Over in the bond and currency markets it’s a different picture. The yield on 2-year treasuries was sitting at 3.635% this morning and it has been declining all year. The yield on 30-year treasuries, however, was at 4.904% this morning and it has been rising all year.
The curve that plots the gap between them over time is rising—and analysts at Convera, an FX payments platform, earlier this week started worrying that this looks like a “twist steepener” or a “bear steepener” in the bond market.
A “bear steepener” implies a bear market for the prices of bonds. (Bond prices move in the opposite direction of their yields, so if treasuries’ yields are going up it’s because their prices are going down). The “bear” aspect comes from the notion that if the yields on both short-term bonds and long-term bonds are rising, but the long-term yields are rising faster, increasing the spread between them, then that implies a broad loss of confidence in what investors usually regard as a low-risk asset.
This is bad news for the dollar, according to Convera’s George Vessey. The dollar’s value is tied to the value of short-term interest rates set by the U.S. Federal Reserve. If those rates go down, then the dollar sinks in correlation. The dollar has lost 9.69% of its value on the DXY foreign currency index, year-to-date.
The 2-year yield has since gone up a bit, but the yield curve between the 2-year and the 30-year continues to climb:
So the debate is, will the curve continue to steepen because 2-year yields decline as 30-year yields stay high (a “twist steepener”)? Or because both 2-year and 30-year yields go up, with the latter growing faster (a “bear steepener”)?

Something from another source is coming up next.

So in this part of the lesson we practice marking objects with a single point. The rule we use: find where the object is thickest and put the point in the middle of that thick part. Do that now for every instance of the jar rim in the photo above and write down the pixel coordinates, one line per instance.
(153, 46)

The terms overlap, Vessey told Fortune. “I would say the former (twist) is more at play right now. But both refer to the widening gap between short and long-dated yields.”
“The yield curve is twist-steepening: short-end yields are falling on rate cut expectations [from the Fed], while long-end yields rise amid fiscal concerns and inflation risk. That’s rarely dollar-supportive, as it signals weaker growth and eroding policy credibility,” Vessey told clients in a note this morning.
Why is this happening? The loss of “policy credibility” around U.S. dollar-denominated assets has a real price, Vessey argues.
“Political interference is compounding the issue, with Trump’s continued testing of the Fed’s independence undermining investor confidence in the central bank’s autonomy,” he said. “At the core is a rare convergence of structural shocks. Tariffs are dampening consumer and corporate demand, dragging on GDP. Simultaneously, immigration constraints are tightening labour supply, curbing potential output and stoking wage pressures. These twin shocks slow growth without a clear inflation offset.”